Its goal is simple but massive: to make sure India is not just a consumer of foreign AI (like OpenAI or Google) but a creator of its own. The government of India has sought locally built AI models, and companies like Sarvam are demonstrating their ability to provide services and to bring this local-level AI model to the global level, delivering similar content.
Key Features of Sarvam AI
- The two Sarvam AI models are the Sarvam 30B and Sarvam 105B, which will be the sovereign AI ecosystem in India and will reach the global level by doubling the power and will compete with more powerful AI models.
- The company develops large language models (LLMs) and multimodal AI systems with a focus on Indian languages and region-specific use cases.
- Unlike most global AI models, Sarvam AI places Indian languages at the core, with English treated as secondary.
- The system supports 22 Indian regional languages, allowing more accurate understanding of local scripts, expressions and contexts.
- Its training draws from India-specific sources such as financial documents, literature, newspapers and historical texts, making responses more culturally grounded.
- Sarvam AI’s speech recognition technology
-Supports 10 Indian languages within a single 74-million-parameter model
- Lightweight footprint of approximately 294 MB, suitable for on-device deployment
- Automatic language detection, with no need for manual language selection
- Processes speech at around 8.5× real-time speed
- Time-to-first-token < 300 milliseconds on a Qualcomm Snapdragon 8 Gen 3 chipset
This marks a milestone in India’s developing history.

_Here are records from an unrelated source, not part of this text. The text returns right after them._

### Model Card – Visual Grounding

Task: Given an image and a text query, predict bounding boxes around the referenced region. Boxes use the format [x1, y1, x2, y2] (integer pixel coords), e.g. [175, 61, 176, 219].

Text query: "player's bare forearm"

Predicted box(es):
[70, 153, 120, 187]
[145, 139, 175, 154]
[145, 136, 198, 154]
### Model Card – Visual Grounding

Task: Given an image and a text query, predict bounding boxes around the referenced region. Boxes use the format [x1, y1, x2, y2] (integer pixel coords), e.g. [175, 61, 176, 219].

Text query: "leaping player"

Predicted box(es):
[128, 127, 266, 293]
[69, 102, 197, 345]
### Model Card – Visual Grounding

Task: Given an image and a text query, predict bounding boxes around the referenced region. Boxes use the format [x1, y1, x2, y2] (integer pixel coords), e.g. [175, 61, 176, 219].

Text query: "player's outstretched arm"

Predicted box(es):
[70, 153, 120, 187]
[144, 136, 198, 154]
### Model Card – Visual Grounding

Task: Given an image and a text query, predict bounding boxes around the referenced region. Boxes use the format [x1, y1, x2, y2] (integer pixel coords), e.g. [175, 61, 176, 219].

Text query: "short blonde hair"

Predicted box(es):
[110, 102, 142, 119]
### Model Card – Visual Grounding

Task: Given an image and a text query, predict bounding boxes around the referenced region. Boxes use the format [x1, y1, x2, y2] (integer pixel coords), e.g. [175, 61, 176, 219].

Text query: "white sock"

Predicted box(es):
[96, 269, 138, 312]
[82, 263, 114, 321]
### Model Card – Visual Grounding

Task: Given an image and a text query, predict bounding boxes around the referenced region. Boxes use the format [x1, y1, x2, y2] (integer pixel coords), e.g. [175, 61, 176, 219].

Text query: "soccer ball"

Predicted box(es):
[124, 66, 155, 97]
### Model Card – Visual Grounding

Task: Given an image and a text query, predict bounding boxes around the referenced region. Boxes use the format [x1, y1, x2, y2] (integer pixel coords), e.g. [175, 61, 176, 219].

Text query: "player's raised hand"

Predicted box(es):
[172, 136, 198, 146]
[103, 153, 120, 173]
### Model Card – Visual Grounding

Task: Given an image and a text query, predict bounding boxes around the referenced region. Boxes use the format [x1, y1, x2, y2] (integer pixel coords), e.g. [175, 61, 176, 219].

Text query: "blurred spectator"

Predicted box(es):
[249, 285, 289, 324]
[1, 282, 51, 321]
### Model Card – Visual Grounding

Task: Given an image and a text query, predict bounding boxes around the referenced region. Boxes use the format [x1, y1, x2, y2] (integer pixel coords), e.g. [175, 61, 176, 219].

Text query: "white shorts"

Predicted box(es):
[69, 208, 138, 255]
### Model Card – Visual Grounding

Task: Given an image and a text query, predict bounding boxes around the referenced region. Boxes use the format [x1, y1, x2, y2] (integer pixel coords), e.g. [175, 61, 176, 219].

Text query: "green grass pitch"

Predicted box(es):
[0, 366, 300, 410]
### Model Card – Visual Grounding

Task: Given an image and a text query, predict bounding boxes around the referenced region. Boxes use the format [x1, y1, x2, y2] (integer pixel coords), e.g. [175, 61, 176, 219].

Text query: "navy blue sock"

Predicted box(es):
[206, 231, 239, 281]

Through continuous innovations, investment in research and the promotion of local solutions, our country is shaping a future that is sustainable, inclusive and globally competitive, reinforcing its position in the rapidly evolving digital world.
Seeing the massive 105B model and the Sarvam Kaze AI glasses famously worn by Prime Minister Narendra Modi felt less like a corporate launch and more like a "coming of age" moment for Indian tech. They did not just build software; they fought for a future where India’s digital identity belongs to India. Apart from Kaze, the company unveiled 11 AI platforms in the weeks leading up to the event. Key platforms are:
- Sarvam Akshar – High-accuracy document digitisation system
- Sarvam Studio – Multilingual content creation platform
- Saaras V3 – Speech recognition model
- Sarvam Vision – Visual AI for Indian scripts
- Bulbul V3 – Advanced speech model
- Sarvam Arya – India-focused foundational model
Success is always a big step with struggle. The pivotal step towards a milestone in the development of technological, self-reliance and digital sovereignty. This reflects the growing momentum among domestic startups, research institutions, and national technology missions to design and deploy homegrown AI solutions tailored to India’s socio-economic, linguistic, and governance needs. Bengaluru-based Sarvam AI, a conversational AI firm Gnani.ai, has boosted the “Make in India”.